Chinese jade inspires Durham museum visitors
Charlotte Spink, Oriental Museum's access and community engagement officer, talks with children about ancient Chinese jade culture during hands-on public event on Wednesday. [Photo by Lei Xiaoxun/chinadaily.com.cn] |
Ancient Chinese royals and dignitaries could not imagine their beloved burial treasures becoming today's teaching tools for British youths in northeast England, more than 8,000 kilometers from home and 2,000 years after their death.
The Oriental Museum of Durham University on Wednesday organized a public event called Chinese Tombs where visitors, mostly local families with curious children, can lay their hands on genuine archaic Chinese jade carvings dating as far as the Western Han Dynasty (206 BC-24 AD).
Marvelling at the "cold, soft but somewhat smooth" touch of the objects, museum goers tucked into the rich heritage of ancient Chinese jade culture with help of the museum's staff.
Items on display include jade carvings of human hands, feet and faces, which are rarely seen in other public museums or private collections.
Jades of cicada, horse, pig and dragons drew most of the attention due to their shape and quality.
Charlotte Spink, the museum's access and community engagement officer, encouraged adults and children to grab any item that particularly interest them and ask how it felt and what they like about the item. She then started explaining the rarity of such stones in China due to Chinese people's long tradition of seeing jade as magic and precious.
"People who are very rich bury with them such jade pigs when they die," she told 8-year-old Maudie, who has a sleek jade pig carving in her hand. "It (pig) represents prosperity and fertility in ancient China," Spink added.
Craig Barclay, curator of the museum, said the museum has been dedicated to connecting the United Kingdom and China through its collection of Chinese cultural relics. Activities such as Chinese Tombs and other events are part of the museum's endeavor to achieve that goal.
The museum has dedicated its underground exhibition space as well as a quarter of the upper floor to ancient Chinese antiques and artefacts, an effort which underscores what Barclay called a strong connection between the museum and the China-led Belt and Road Initiative.
The museum's collection includes ancient Chinese bronze ware and porcelain but the museum singled out jade items for the hands-on event because they are difficult to break and people can hold it in their hands without putting on gloves, said Spink.

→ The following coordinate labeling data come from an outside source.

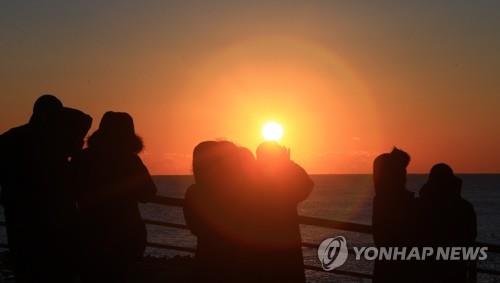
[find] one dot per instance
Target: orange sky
(347, 81)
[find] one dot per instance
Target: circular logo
(332, 252)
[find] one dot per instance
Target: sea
(337, 197)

Durham University's Oriental Museum is a leader in introducing cultural relics to ordinary people to help build a link between them.

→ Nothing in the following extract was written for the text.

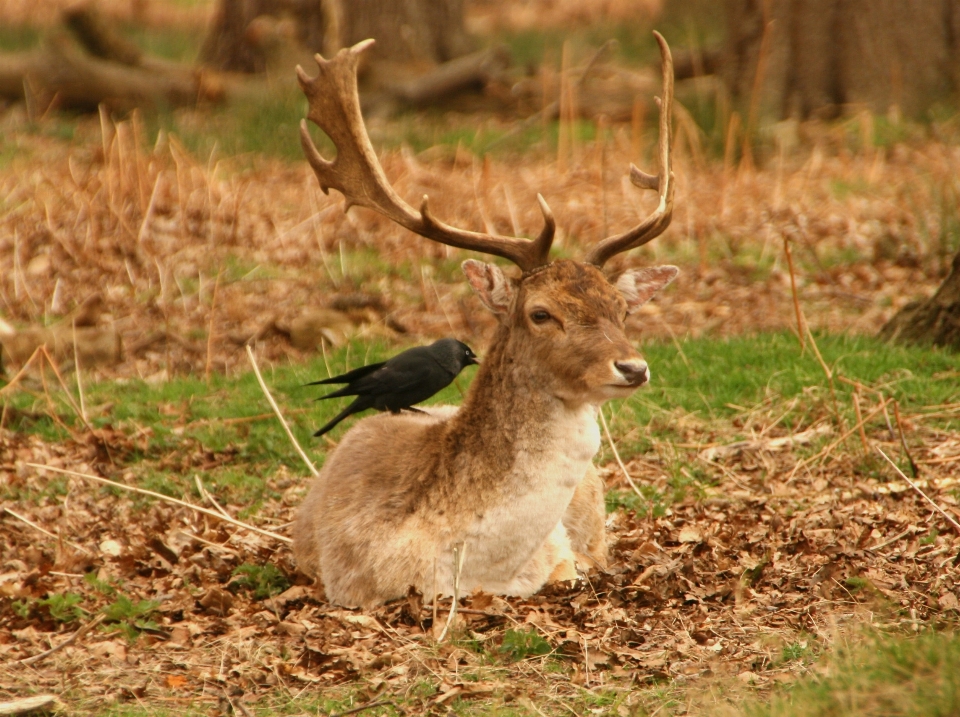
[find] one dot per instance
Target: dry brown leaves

The outcome is apparent. "It's amazing," said Maudie. "These things are 3,000-year-old and they are beautiful," She said she'd like to visit China in the future.
The museum is also partnering with the Palace Museum in China on excavation, research and study in the Cining Place inside the Forbidden City.
A team of archaeologists carried out a dig alongside colleagues from the Palace Museum in May this year.
The cooperation is the first between the Palace Museum and an English university.